And our children’s children
My Journey with Nat Turner
BY NATE PARKER
And I saw, and behold a white horse: and he that sat on him had a bow; and a crown was given unto him: and he went forth conquering, and to conquer.
—REVELATION 6:2 (KJV)
How many of you know who Nat Turner is?
I wasn’t the only one staring blankly at my African-American Studies professor. I’d overheard the name once or twice in my childhood, but without context—the where, the why, and the what of his story—his name had no resonance. My instructor paused a beat more before alleviating our curiosity. Nat Turner led the most successful slave revolt in American history.
The words slave
and revolt
in the same sentence seemed incongruent. He went on, This revolt would not only send shock waves across this entire nation, but would aid in precipitating the American Civil War.

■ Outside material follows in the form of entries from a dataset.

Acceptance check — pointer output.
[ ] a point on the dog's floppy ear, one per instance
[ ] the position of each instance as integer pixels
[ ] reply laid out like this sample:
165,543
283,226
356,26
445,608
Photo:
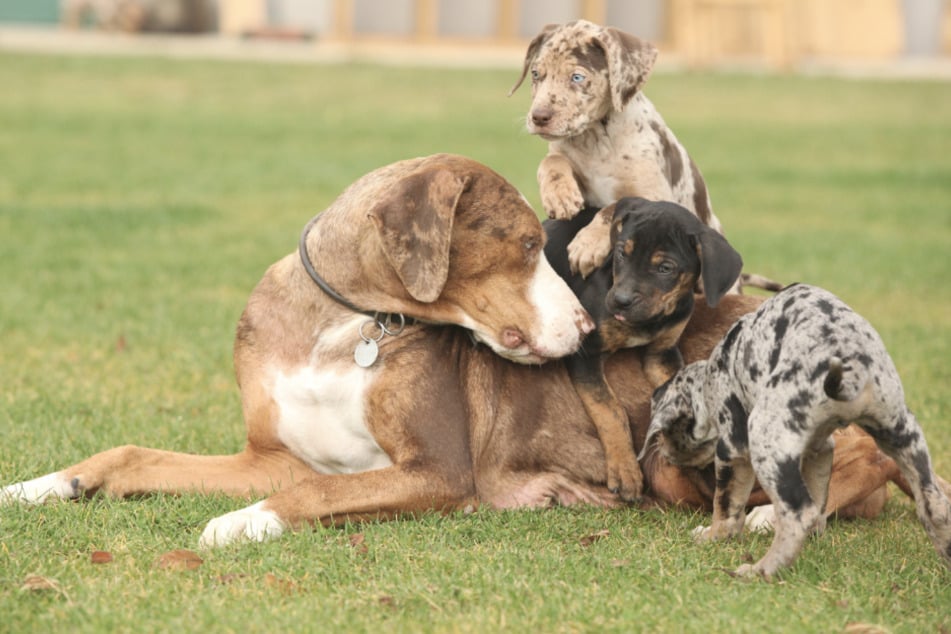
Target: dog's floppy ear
415,227
621,211
630,61
720,265
532,52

I blinked back incredulity. Anyone who knew anything of American history knew enslaved Africans endured, but didn’t dare fight. Anyone whose education mirrored my own knew it was benevolent Abe Lincoln who, following his moral compass, led this country to war, with the hope of freeing the slaves. This was what I had been taught, facts inscribed in the history books of my youth. If this Nat Turner truly existed, wouldn’t he, too, have been in those same books? It made no sense. As confused as I was, it was my professor’s next statement that rocked me the most. This revolt . . . it took place in Southampton County, Virginia.

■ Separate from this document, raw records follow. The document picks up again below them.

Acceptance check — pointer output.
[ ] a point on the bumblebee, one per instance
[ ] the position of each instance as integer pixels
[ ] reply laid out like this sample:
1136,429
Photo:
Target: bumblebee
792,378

As the saying goes, you could have knocked me over with a feather. I grew up in Norfolk, Virginia, about forty-two miles east of Southampton County, Virginia. A decade of history courses and yet not once had there been a lesson, a lecture, or an assignment about the slave preacher, General Nat
—the literate man of God who would engage in a holy war, sacrificing all he had to lead his people out of bondage. At that moment, I vowed to never again take another person’s word regarding the narrative of my ancestors. It was then that I took hold of my miseducation and became hell-bent on untangling the twisted threads of its revisionist narrative. My independent study led me not only to Nat Turner but also to countless others who rose and fell in the name of liberation: Toussaint Louverture, Gabriel Prosser, Denmark Vesey, and Jean-Jacques Dessalines, to name a few. This desperate journey toward truth became my purpose, my North Star. It would not only serve in expanding my knowledge regarding this country’s past, it would serve as the impetus of my desire to explore Nat Turner’s life using the platform of film.
When I decided to produce a film on Nat Turner, I wanted to be very intentional about drawing parallels between the past and the present. I felt this would be the best way to provide context to many of the obstacles we face as I write with race in this country and in the entertainment industry. In society, there have been countless culprits responsible for both planting and spreading seeds of racial injustice. In film, all signals point to D.W. Griffith and his 1915 propaganda film The Birth of a Nation. This film was not only successful in influencing a massive swath of the country’s population to embrace white supremacy as a form of self-preservation, it also laid a rock-solid foundation for this country’s interracial affairs, one that still stands today. Set during the Civil War and Reconstruction, this film used carefully arranged moving images to tap deeply into the subconscious of an entire nation. In the wake of the film’s release, we saw not only the resurgence of the near extinct Ku Klux Klan, but also the then president of the United States, Woodrow Wilson, hail the movie as a massive triumph. While studying this film, two things became immediately clear to me. First, that we are now harvesting the results of the seeds planted by Griffith all those years ago. And second, if we as an industry are to move forward, we must confront the injuries of our past. Reclaiming Griffith’s title and repurposing it as a tool for progress and social justice was, in my mind, a good first step. The title, The Birth of a Nation, became a call to action, a challenge to all to birth
a new nation of storytellers, truth speakers, and justice seekers. What Griffith used to hardwire, I would use to rewire. What he used for subjugation, I would use for liberation. I had a plan. I had a title. I had my hero. Yet I had no script.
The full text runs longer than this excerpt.